The purpose of this programming project is to implement an interpreter, a
typechecker, and a compiler (down to a simple abstract machine) for a small
functional programming language equipped with (possibly parameterized)
algebraic data types. The following parts of the program are
provided: a lexer
and parser, a constraint solver for first-order unification constraints, an
abstract machine, and its execution engine.
The project can be implemented in any language of your choice, but we strongly
recommend using Caml, as the sources we provide are written in Caml.
Any version ≥ 3.0 should do, but in doubt
install version 3.09.3 from http://caml.inria.fr/ocaml/release.en.html
or from the packages available in your Linux distribution.
The Menhir parser generator
Available at
http://gallium.inria.fr/~fpottier/menhir/. This tool
is required in order to produce parser.mli and parser.ml
out of parser.mly. (For those who don't want to install Menhir,
we do provide parser.mli and parser.ml, but you will
need to modify the Makefile in order to let make know
that these files are not generated and should not be destroyed.)
Linux, FreeBSD, MacOSX, or some other Unix-like system
The Makefile that we distribute has not been tested under Microsoft Windows.

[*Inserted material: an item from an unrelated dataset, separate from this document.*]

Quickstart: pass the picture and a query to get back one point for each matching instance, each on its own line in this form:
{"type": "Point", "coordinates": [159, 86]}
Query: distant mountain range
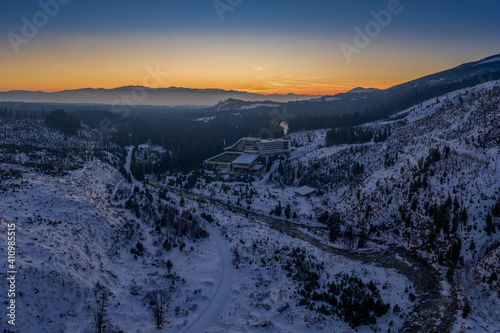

You
are on your own if you insist on using Windows.
In the src/ directory, you will find the following files:
abstractSyntax.mli
Defines the abstract syntax for the
language.
type.{ml, mli}
A small number of utility functions over the abstract syntax
of types.
parser.mly, lexer.mll, error.{ml, mli}
Parsing and error reporting. Together, the lexer and parser
define the concrete syntax for the language.
stringMap.{ml, mli}
Maps whose keys are strings. Useful for implementing various
kinds of environments.
option.{ml, mli}
Various utility functions for values of type 'a option.
print.{ml, mli}
Various utility functions for pretty-printing.
wf.{ml, mli}
Check that a program is well-formed (no unbound variables, etc.).
unionFind.{ml, mli}
Implements Tarjan's data structure for the union-find problem.
This module underlies our implementation of first-order unification.
unification.{ml, mli}
Implements first-order unification. This module defines the syntax
of unification problems, which the constraint generator must produce.
generator.{ml, mli}
Specifies the constraint generator. The implementation is missing;
to be completed in task 3.
interpreter.{ml, mli}
The skeleton of the interpreter. To be completed in task 1.
machine.{ml, mli}
Definition of the abstract machine: instruction set and execution
engine for abstract machine code.
compiler.{ml, mli}
The skeleton of the compiler. To be completed in task 2.
settings.{ml, mli}
Parses the command line.
front.{ml, mli}
The top-level file of the program. Calls and combines the parser,
the type-checker, the interpreter, the compiler and the execution
engine of the abstract machine.
Implement an interpreter for the source
language. The file to modify is interpreter.ml.
Task 2
Implement a compiler from the source language to
the abstract machine. The file to modify is compiler.ml.
Task 3
Study the specification that the constraint generator must meet,
which is found in generator.mli, and implement the generator. The
file to modify is generator.ml.
At the moment, the generator is incomplete and always produces an empty
unification problem, which means that the inferred type is always
“∀α.α”. It is up to you to construct a unification problem
that is necessary and sufficient for the code to be well-typed.
Note that, for simplicity, we only implement simple (that is,
monomorphic) type inference: no generalization will be performed at
let constructs. Only the data constructors can have (closed)
polymorphic type schemes, which are given by the dcenv parameter.
In order to better understand the entire type inference process, it is
recommended, although not strictly necessary, to have a look at the modules
UnionFind and Unification, which perform constraint solving.
For extra credit
Extend the program in any direction
you're interested in: additional language features, polymorphic type
inference, understandable type error messages, compiler optimizations, ...
Additional test files written in the small programming language,
if you wrote any.
If you implemented “extra credit” features, a README
file (written in French or English) describing these additional
features, how you implemented them, and where we should look in the
source code to see how they are implemented.